Ce régime de sanctions était rejeté par les parlementaires de gauche et la plupart des associations de lutte contre la pauvreté, qui dénonçaient l’abandon du caractère inconditionnel du revenu de subsistance et pointaient le risque d’une fragilisation accrue des bénéficiaires du RSA. La rédaction finale garantit un équilibre, selon la sénatrice Pascale Gruny (LR, Aisne), entre le caractère "progressif" des sanctions et leur caractère "impératif (…) dès lors que les manquements sont avérés". Le député Hadrien Clouet (LFI, Haute-Garonne) pointe le risque d’une interprétation "discrétionnaire" de la notion de "participation active" de la personne à sa recherche d’emploi.
Quels moyens mobilisés pour l’accompagnement renforcé ?
Dans ce nouveau cadre, quels moyens seront dédiés à l’accompagnement des bénéficiaires du RSA ? "On nous a dit que 2,5 milliards d'euros seraient consacrés à l'accompagnement, mais les besoins seront bien supérieurs", estime la sénatrice Corinne Féret (Socialiste, Calvados).
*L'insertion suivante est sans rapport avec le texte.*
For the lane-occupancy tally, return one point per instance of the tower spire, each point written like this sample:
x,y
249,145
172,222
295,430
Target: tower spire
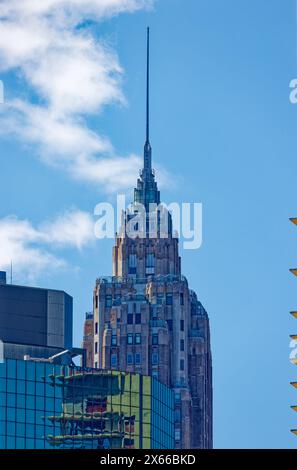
x,y
148,87
147,146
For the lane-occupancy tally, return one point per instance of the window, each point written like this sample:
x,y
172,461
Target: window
x,y
177,434
129,359
177,414
155,339
169,299
132,264
159,299
150,263
114,360
155,359
138,359
108,301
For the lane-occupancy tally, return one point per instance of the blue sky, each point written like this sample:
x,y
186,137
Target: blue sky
x,y
223,133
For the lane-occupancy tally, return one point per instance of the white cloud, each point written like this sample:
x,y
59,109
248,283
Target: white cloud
x,y
73,74
33,249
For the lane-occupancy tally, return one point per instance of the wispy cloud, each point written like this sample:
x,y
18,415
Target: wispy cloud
x,y
35,249
73,74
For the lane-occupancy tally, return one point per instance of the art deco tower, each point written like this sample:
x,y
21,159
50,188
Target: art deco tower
x,y
147,320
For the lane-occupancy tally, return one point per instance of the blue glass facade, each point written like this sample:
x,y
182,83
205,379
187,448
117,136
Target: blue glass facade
x,y
44,405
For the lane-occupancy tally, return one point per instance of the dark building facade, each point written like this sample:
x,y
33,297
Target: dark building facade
x,y
49,406
146,318
34,321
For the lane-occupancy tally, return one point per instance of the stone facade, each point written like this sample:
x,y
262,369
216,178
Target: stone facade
x,y
147,320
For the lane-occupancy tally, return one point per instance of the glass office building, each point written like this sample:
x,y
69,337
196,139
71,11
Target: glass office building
x,y
45,405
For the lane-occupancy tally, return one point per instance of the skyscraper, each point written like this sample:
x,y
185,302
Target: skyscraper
x,y
34,321
146,319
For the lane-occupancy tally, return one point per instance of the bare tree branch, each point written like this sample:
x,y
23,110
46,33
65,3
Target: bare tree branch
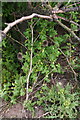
x,y
10,25
30,70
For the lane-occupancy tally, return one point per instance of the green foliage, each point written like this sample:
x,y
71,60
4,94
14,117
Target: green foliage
x,y
58,102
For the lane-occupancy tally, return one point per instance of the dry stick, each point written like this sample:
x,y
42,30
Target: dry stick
x,y
68,20
68,29
30,70
10,25
17,41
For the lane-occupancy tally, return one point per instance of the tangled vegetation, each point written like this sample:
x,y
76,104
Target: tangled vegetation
x,y
36,52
En mai dernier, le ministre du Travail Olivier Dussopt considérait que la baisse du chômage permettrait à Pôle emploi – futur France Travail – de mobiliser des effectifs (voir notre article du 23 mai 2023).
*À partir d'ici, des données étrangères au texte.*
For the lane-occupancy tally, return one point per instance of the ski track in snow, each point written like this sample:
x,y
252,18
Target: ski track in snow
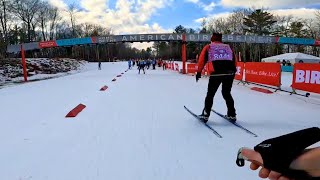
x,y
137,129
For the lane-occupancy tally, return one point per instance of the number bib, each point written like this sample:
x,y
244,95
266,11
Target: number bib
x,y
220,52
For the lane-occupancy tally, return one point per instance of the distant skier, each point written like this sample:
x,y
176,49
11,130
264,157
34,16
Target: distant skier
x,y
129,63
164,65
154,62
99,65
222,58
142,65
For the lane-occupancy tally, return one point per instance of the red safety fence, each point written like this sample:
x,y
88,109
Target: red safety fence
x,y
176,65
306,77
240,69
192,68
263,73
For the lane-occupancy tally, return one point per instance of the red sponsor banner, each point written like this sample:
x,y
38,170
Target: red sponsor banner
x,y
192,68
263,73
240,69
306,77
209,68
47,44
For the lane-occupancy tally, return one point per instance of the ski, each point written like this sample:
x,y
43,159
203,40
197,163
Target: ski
x,y
213,130
235,123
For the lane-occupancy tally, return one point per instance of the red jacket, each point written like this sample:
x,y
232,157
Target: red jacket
x,y
217,67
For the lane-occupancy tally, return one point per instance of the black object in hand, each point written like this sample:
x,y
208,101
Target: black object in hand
x,y
198,76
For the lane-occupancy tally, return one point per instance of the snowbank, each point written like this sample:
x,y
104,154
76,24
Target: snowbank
x,y
37,68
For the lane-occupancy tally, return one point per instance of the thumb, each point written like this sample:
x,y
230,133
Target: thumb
x,y
252,156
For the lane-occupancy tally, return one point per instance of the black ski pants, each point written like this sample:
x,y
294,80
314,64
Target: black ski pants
x,y
214,83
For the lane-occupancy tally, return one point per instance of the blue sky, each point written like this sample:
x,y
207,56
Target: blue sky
x,y
186,12
162,16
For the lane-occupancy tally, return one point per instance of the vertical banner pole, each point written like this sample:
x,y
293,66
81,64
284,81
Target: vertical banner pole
x,y
184,54
24,64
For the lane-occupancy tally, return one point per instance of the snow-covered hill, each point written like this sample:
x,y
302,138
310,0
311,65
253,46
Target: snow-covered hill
x,y
37,68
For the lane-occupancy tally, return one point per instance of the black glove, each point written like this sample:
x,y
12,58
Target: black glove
x,y
278,153
198,76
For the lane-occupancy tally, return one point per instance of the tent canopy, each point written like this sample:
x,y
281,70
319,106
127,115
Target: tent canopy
x,y
293,58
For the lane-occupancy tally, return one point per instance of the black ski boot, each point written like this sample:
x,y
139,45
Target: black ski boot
x,y
232,119
204,117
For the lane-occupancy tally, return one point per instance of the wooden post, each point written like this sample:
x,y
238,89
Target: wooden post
x,y
184,54
24,64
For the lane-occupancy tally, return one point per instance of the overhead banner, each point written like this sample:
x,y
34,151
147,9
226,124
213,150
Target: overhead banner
x,y
76,41
47,44
302,41
192,68
263,73
162,37
240,69
306,77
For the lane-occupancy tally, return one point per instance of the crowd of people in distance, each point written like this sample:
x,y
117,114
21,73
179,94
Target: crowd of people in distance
x,y
146,64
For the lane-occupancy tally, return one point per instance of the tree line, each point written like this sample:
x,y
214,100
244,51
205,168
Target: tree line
x,y
23,21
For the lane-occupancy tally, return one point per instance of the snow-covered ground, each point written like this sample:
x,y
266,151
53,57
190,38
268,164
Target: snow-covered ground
x,y
38,69
137,129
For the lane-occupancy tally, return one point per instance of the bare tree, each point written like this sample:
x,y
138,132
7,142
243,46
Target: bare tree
x,y
42,18
26,10
72,12
4,18
53,18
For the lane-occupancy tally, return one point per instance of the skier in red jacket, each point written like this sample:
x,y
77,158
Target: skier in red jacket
x,y
223,60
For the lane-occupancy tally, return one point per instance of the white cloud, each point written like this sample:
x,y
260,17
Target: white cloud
x,y
128,16
269,3
205,7
301,13
213,16
297,13
59,4
97,6
193,1
209,7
Le raisonnement s’applique également côté départements : si l’investissement dans l’accompagnement produit des résultats, c’est un gage de moyens supplémentaires. "Depuis 2015, l'accompagnement mis en place par le département a permis de faire baisser durablement le nombre de foyers allocataires, passé de 116.000 en 2016 à 89.000 en 2023", met en avant le département du Nord dans un communiqué du 1er novembre 2023. Fruit notamment de ces "parcours d’insertion personnalisés", la baisse du nombre d’allocataires permet au département de dégager des marges de manœuvre financières pour l’accompagnement.
La Loire-Atlantique est l’un des 18 départements expérimentant l’accompagnement renforcé des bénéficiaires du RSA, dans le cadre de la préfiguration de France Travail. Mais comme deux autres collectivités (l’Ille-et-Vilaine et le Grand Lyon, voir notre article du 10 octobre 2023), le département souhaite "démontrer que c’est bien l’accompagnement qui est la clé de l’insertion et non la menace de sanctions", selon son président Michel Ménard. Dans un communiqué du 9 novembre 2023, le département fait l’inventaire des moyens conséquents mobilisés pour cet accompagnement renforcé des allocataires du territoire "Saint-Nazaire gare" : sept postes supplémentaires dédiés à l’accompagnement financés par l’État, d’autres ressources mobilisées par les partenaires dont Pôle emploi, 11 nouvelles actions financées par le département pour lever les freins à l’emploi (accompagnement par des psychologues, parrainage de professionnels, location de véhicules électriques sans permis…)
"La loi ne sera pas prescriptive dans sa mise en œuvre", a promis Thibaut Guilluy, haut-commissaire à l'emploi, le 10 novembre dernier lors des Assises nationales des départements. Mais pour engager la réforme de l’accompagnement des bénéficiaires du RSA, les départements et leurs partenaires ont besoin de données. Selon le rapport de la mission de préfiguration de France Travail, un rapport intermédiaire sur les 18 expérimentations sera présenté mi-2024, avant la publication, un an plus tard, du rapport final.